# Relieved at finally finding smoking gun BUT ...



## wiser167 (Dec 30, 2016)

Been married for decades with grown up kids. After a difficult last 5 years of doubts, denials, manipulation, confusion, and constantly second guessing myself concerning suspicions of infidelity, this week I finally saw proof that my H is on a casual sex hook up site. After all his past denials and claims that I am insecure I now know I wasn’t crazy and strangely right now I no longer feel a need to question him and know everything and, although I do feel a little tearful at times, I simply want to end things and move on asap in case he tries to win me round. 

He could well be successful at winning me round because I have no close extended family to support me and few close friends. Although I am terrified at the prospect of being alone, I am somewhat confident that I can make a success of the rest of my life and be happier (in my fifties now but thankfully in good health and younger looking). 

I am Relieved because I no longer need to be constantly wondering if I am overreacting and paranoid. Now that I have something concrete it doesn’t matter to me what his excuses are and I just want to separate and divorce asap and get away from him. 

However a couple of things are impinging on my relief at finally having proof. 

No 1 my H was diagnosed with early stage cancer earlier this year. He has successful had treatment and at his initial check up the doctors were extremely pleased with his progress, and so was I because I do not wish him ill despite all. He is still very well and due another check up in a few weeks and we are expecting him to get another good report. However it just doesn’t feel right for me to say I want to separate from a husband who has cancer, even though he currently on a dating site and has likely been unfaithful on and off throughout our entire marriage. 

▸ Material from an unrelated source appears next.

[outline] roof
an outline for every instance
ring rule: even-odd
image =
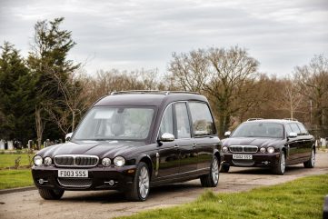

I get on well with his family and am proud of the way I have bent over backwards to support him through 3 operations over the last 4 years (only 1 was cancer related). I really hope all will still be well with him on the next checkup as I need to save my sanity and leave and I fear guilt would overwhelm me and I might stay if he did not do well at the next apt. Should I feel guilty about this? What will his family think of me if I divorce him? They don’t know about the years of doubts and the evidence I have found and I really don’t want a lot of drama but at the same time I don’t want to be painted as the bad guy deserting a sick man. Would you stay if the next apt did not go well?

No 2 - how do I live in the same house as him whilst we try and sell it. I simply no longer wish to be around him but at the moment I haven’t yet confronted him about what I have found out. I am past being angry and just want a quiet amicable divorce if there is such a thing. I crave peace and freedom after the way he has denied and denied over the last 5 years (and before).

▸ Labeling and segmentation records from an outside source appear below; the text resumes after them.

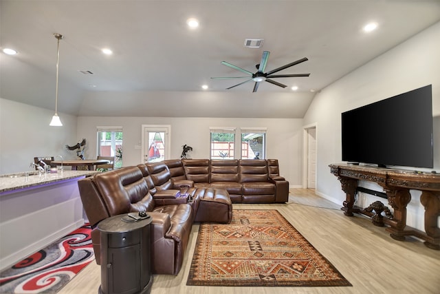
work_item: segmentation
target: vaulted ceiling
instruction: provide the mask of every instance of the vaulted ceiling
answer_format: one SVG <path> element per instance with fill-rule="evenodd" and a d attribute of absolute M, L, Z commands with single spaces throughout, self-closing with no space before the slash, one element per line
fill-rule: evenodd
<path fill-rule="evenodd" d="M 321 89 L 440 21 L 440 1 L 22 1 L 0 2 L 0 98 L 76 116 L 302 118 Z M 190 28 L 188 19 L 199 21 Z M 377 28 L 362 28 L 374 21 Z M 263 39 L 259 48 L 246 39 Z M 102 54 L 109 48 L 111 55 Z M 282 88 L 221 63 L 277 74 Z M 404 62 L 405 61 L 402 61 Z M 89 71 L 93 74 L 81 72 Z M 207 85 L 208 90 L 203 90 Z M 296 91 L 292 86 L 298 87 Z"/>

No 3 - I don’t even feel like I owe him any explanation for why I have now finally decided to divorce. Next week I will arrange to take legal advice so I guess I should at least wait until then before I say anything.

At that point, Is it bad for me to just throw him the woman’s name and leave it at that. I don’t want to waste my breath conversing back and forth with him about it or have to listen to any platitudes or further denials which insult my intelligence. I have made up my mind that I have to separate from him and I’m not holding my breath for a confession although this would be nice coz at least we could part with a tiny bit of respect intact if he were to admit things and show some remorse but this is highly unlikely and anyway I am somewhat weak and don’t want to miss this opportunity to go because the last 5 years have taken a big toll on my emotionally and physical health which I have had to work very hard at to restore. 

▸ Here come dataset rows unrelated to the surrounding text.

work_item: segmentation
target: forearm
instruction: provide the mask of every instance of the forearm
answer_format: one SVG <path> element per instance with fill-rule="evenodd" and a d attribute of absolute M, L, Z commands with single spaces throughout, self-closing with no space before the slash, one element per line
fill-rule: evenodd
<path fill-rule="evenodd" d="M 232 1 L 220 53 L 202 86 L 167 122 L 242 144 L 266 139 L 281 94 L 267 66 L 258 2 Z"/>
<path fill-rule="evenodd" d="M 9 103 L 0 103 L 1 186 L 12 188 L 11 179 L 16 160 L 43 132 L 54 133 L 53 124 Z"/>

I am also past the point of wanting revenge or wanting a revenge affair (which was at the forefront of my mind years ago when my suspicions were first predominant). I just want pain and heartache to be behind me now and to forgive him (for MY sake, not his) and move on with my life without wasting any more time on someone who was given every opportunity to come clean but could never hold his hands up. 

Any thoughts on the above or advice on how to move on cleanly would be very welcome.